Beloved! the Lord the Spirit direct your heart--your contrite heart, your sad heart, your lonely heart, your sinful heart--into the fathomless, boundless ocean of divine love, exclaiming, as you descend, "Oh! the breadth and length, the depth and height of my Savior's love! it passes knowledge, and yet it fills my soul with all the fullness of God."

There is yet one more view of God's love in Christ Jesus which the sea beautifully images--its perfect freeness. Who thinks of paying for the sea? Who dares fetter it, restricting and burdening it with a price? Such is God's love to us--it is a most free love. "I will love them FREELY." It is the full, free, spontaneous outflow of His grace to sinners, the unworthy, the needy, the poor. Away then with every thought of meriting, purchasing, working for God's pardoning love in Christ Jesus. The ocean's waves are not more unfettered, the mountain spring not more spontaneous, the winged winds not more free, than God's love to sinners, flowing through the cross of His dear Son. All the worth of angels and of saints could not deserve--and all the wealth of the universe could not purchase, one drop of this infinite ocean of God's love to man. The great gospel truth is--"By GRACE are you saved, through faith, and that not of yourselves, it is the gift of God."

Come, then, to this vast sea of love, without money and without price; linger not upon its shore, waiting for some meritorious work, some good thing in yourself, some worthy preparation and fitness before you plunge into its fullness, and drown your sins and guilt, your sorrows and needs, your doubts and fears, in its free and fathomless depths. God enjoins no worthiness, Christ looks for no fitness, the gospel imposes no terms, love asks no price, in those who approach as humble, penitent, believing sinners, casting themselves upon the Savior, and accepting as the free gift of His grace God's pardoning love in Christ Jesus.
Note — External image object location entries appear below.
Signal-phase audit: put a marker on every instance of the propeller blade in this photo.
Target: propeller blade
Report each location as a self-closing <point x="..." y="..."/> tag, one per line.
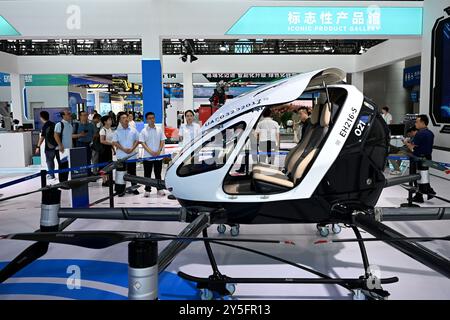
<point x="85" y="239"/>
<point x="70" y="184"/>
<point x="104" y="239"/>
<point x="417" y="239"/>
<point x="19" y="195"/>
<point x="30" y="254"/>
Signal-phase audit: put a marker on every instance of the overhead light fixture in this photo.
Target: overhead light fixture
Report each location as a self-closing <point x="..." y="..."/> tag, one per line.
<point x="223" y="47"/>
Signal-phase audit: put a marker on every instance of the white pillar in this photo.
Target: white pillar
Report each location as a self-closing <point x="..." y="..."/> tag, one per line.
<point x="188" y="91"/>
<point x="17" y="86"/>
<point x="358" y="80"/>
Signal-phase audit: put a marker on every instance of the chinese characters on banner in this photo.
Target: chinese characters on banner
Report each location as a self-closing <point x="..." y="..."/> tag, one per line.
<point x="343" y="21"/>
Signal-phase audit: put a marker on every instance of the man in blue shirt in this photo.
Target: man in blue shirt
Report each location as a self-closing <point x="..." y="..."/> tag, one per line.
<point x="63" y="136"/>
<point x="125" y="140"/>
<point x="152" y="139"/>
<point x="422" y="147"/>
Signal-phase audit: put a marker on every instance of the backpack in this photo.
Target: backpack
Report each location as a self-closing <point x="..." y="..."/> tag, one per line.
<point x="50" y="141"/>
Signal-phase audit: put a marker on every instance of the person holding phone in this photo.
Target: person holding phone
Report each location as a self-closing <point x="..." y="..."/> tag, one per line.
<point x="85" y="131"/>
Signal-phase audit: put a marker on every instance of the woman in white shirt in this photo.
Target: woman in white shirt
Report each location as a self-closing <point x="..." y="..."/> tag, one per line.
<point x="189" y="130"/>
<point x="107" y="150"/>
<point x="387" y="117"/>
<point x="131" y="122"/>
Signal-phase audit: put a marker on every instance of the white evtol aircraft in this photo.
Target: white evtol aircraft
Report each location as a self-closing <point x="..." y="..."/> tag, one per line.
<point x="334" y="175"/>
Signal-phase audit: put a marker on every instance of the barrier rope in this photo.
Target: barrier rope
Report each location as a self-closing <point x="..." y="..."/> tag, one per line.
<point x="10" y="183"/>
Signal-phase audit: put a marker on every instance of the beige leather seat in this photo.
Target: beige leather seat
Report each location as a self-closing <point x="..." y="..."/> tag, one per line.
<point x="298" y="163"/>
<point x="294" y="153"/>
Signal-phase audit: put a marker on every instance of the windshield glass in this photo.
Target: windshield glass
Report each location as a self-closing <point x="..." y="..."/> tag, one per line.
<point x="214" y="151"/>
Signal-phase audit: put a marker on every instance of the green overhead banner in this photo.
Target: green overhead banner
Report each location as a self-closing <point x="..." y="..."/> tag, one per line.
<point x="46" y="80"/>
<point x="372" y="20"/>
<point x="7" y="29"/>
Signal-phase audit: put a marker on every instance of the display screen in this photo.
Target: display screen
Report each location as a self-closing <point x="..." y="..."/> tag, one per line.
<point x="441" y="91"/>
<point x="445" y="91"/>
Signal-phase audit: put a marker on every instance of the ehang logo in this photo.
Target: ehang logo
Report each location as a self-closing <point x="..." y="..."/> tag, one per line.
<point x="74" y="280"/>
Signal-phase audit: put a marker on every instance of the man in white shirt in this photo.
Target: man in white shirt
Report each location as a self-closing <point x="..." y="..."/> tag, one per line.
<point x="152" y="139"/>
<point x="387" y="117"/>
<point x="63" y="136"/>
<point x="268" y="135"/>
<point x="189" y="130"/>
<point x="125" y="140"/>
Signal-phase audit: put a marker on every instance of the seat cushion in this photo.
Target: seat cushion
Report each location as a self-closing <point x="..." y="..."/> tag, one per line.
<point x="267" y="170"/>
<point x="276" y="179"/>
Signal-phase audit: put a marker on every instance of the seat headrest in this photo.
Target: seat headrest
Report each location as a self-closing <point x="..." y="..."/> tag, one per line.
<point x="315" y="114"/>
<point x="325" y="117"/>
<point x="322" y="98"/>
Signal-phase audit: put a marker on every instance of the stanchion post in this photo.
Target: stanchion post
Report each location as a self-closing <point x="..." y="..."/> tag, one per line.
<point x="51" y="202"/>
<point x="111" y="189"/>
<point x="412" y="170"/>
<point x="143" y="270"/>
<point x="43" y="178"/>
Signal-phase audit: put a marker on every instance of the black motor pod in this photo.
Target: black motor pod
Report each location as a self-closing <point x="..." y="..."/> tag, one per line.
<point x="143" y="270"/>
<point x="51" y="201"/>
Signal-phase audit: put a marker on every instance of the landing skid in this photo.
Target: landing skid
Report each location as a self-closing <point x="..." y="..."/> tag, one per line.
<point x="218" y="284"/>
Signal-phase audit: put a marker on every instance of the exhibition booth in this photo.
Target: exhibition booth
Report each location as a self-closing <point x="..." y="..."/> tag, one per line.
<point x="295" y="126"/>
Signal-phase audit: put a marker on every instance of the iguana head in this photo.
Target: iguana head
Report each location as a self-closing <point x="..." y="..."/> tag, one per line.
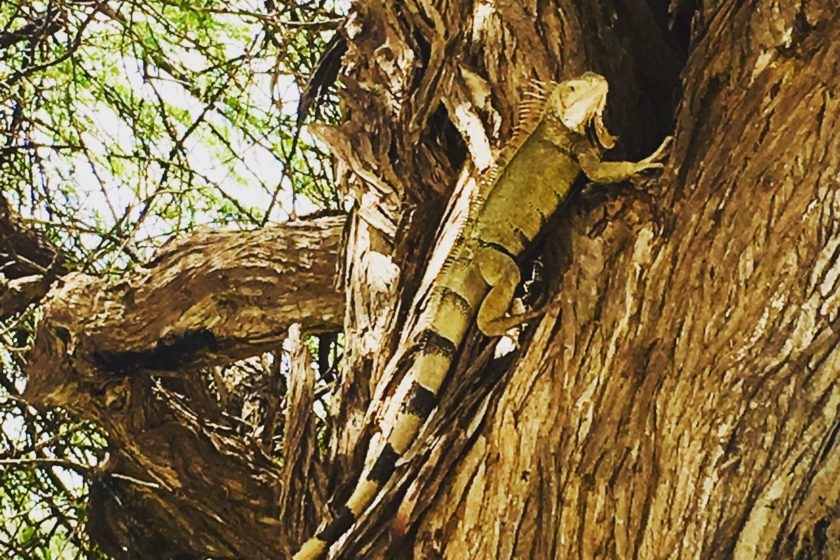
<point x="579" y="103"/>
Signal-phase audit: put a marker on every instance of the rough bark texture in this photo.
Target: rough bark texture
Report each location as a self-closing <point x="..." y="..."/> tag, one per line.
<point x="178" y="481"/>
<point x="29" y="263"/>
<point x="681" y="400"/>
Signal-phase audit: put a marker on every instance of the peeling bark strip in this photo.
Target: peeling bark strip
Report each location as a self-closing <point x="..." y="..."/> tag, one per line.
<point x="209" y="299"/>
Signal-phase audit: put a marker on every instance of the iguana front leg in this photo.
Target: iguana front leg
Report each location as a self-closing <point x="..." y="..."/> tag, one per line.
<point x="589" y="159"/>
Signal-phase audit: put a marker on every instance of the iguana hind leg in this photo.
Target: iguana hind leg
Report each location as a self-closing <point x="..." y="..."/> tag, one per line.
<point x="501" y="273"/>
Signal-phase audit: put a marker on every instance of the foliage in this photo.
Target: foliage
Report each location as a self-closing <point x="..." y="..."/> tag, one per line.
<point x="122" y="124"/>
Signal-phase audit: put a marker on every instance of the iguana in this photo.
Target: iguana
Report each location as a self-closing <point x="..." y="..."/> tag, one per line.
<point x="561" y="134"/>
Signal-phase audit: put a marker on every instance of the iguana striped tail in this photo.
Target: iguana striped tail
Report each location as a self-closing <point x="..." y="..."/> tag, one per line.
<point x="429" y="371"/>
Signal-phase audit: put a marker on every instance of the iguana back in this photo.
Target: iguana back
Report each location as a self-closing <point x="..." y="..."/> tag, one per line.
<point x="561" y="135"/>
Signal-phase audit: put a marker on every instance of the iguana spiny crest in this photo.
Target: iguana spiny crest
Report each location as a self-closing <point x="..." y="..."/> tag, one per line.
<point x="561" y="134"/>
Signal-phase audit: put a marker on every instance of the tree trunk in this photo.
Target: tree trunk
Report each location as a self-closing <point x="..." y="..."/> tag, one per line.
<point x="680" y="397"/>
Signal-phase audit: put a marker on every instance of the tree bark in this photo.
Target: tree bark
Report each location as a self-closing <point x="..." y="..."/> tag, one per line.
<point x="680" y="398"/>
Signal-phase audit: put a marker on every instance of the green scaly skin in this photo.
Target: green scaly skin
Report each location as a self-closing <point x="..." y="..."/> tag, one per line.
<point x="479" y="280"/>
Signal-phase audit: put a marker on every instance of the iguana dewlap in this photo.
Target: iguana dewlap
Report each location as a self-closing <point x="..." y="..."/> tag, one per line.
<point x="561" y="135"/>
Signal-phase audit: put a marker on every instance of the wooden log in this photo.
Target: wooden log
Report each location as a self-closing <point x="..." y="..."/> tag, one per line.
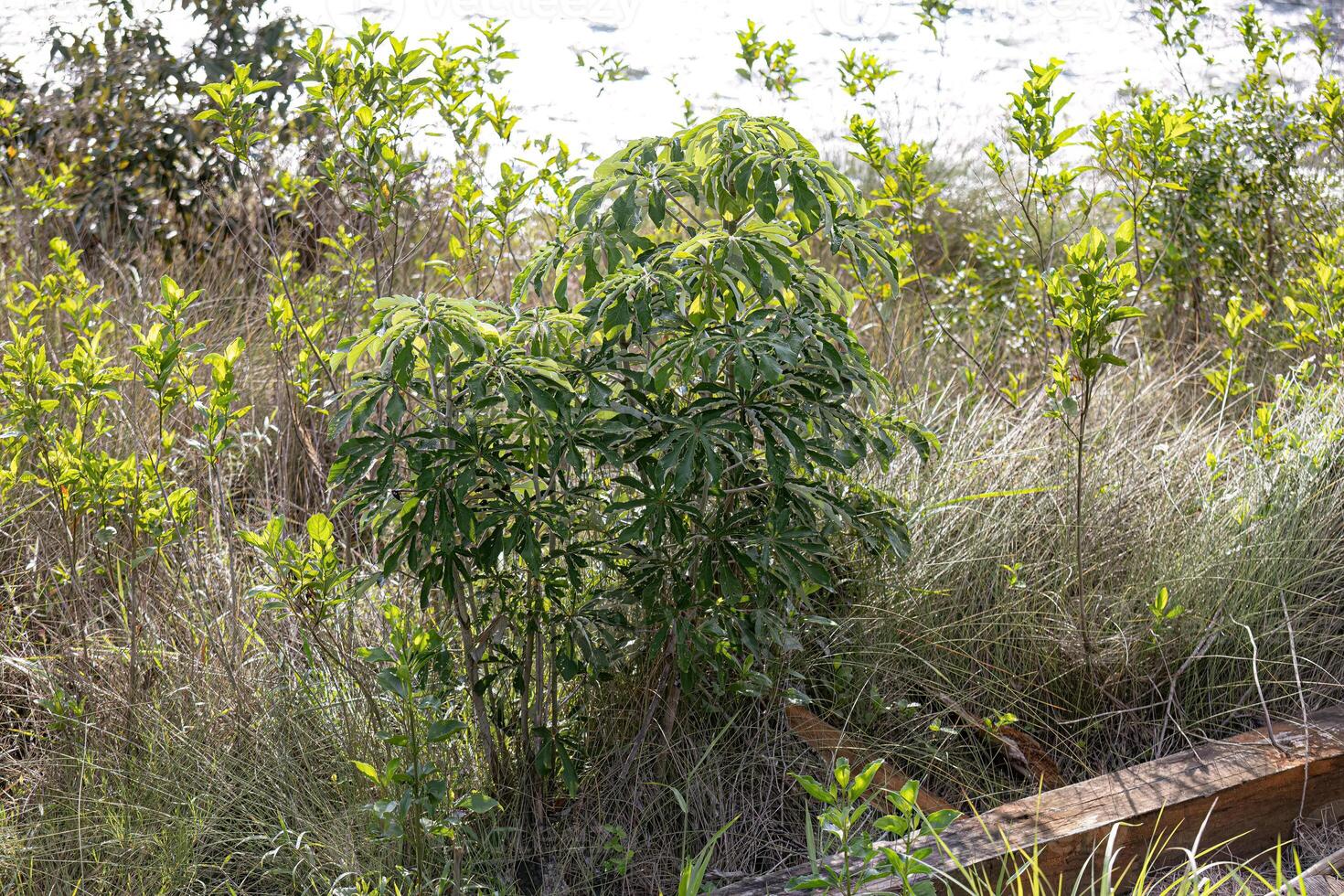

One thought more. Deal with God's love to you, and not with your love to God--with the fathomless depths of His love, and not with the empty shallows of yours. We shall never find Christian evidence, or derive spiritual comfort, or extract divine strength, from looking in upon ourselves--sitting and deploring the coldness of our affection to God, raking among the dead embers of our hearts for some faint spark of love to give us assurance and comfort, our sad lamentation still will be, "My leanness! my leanness." Oh! there is nothing but sin and darkness and death in our fleshly hearts. The Fall has robbed us of every particle of holiness; not a pulse of spiritual life beats there; not a spark of divine love glows there; not an atom of heavenly purity exists there. Why, then, seek streams from this dry well? Why expect purity from this foul source? Why search for flowers of grace and fruits of holiness in this sterile soil and uncultivated wilderness? In a word, why seek the living among the dead?

A greater saint than, perhaps, he who reads this page has declared, "I know that in me, that is, in my flesh, dwells no good thing." Turning aside, then, from all this corruption, darkness, and death, plunge just as you are into the infinite sea of God's love, and sink every sin and sorrow, doubt and fear, in its fathomless depths--depths of love "which the lamb may ford, and in which the elephant may swim."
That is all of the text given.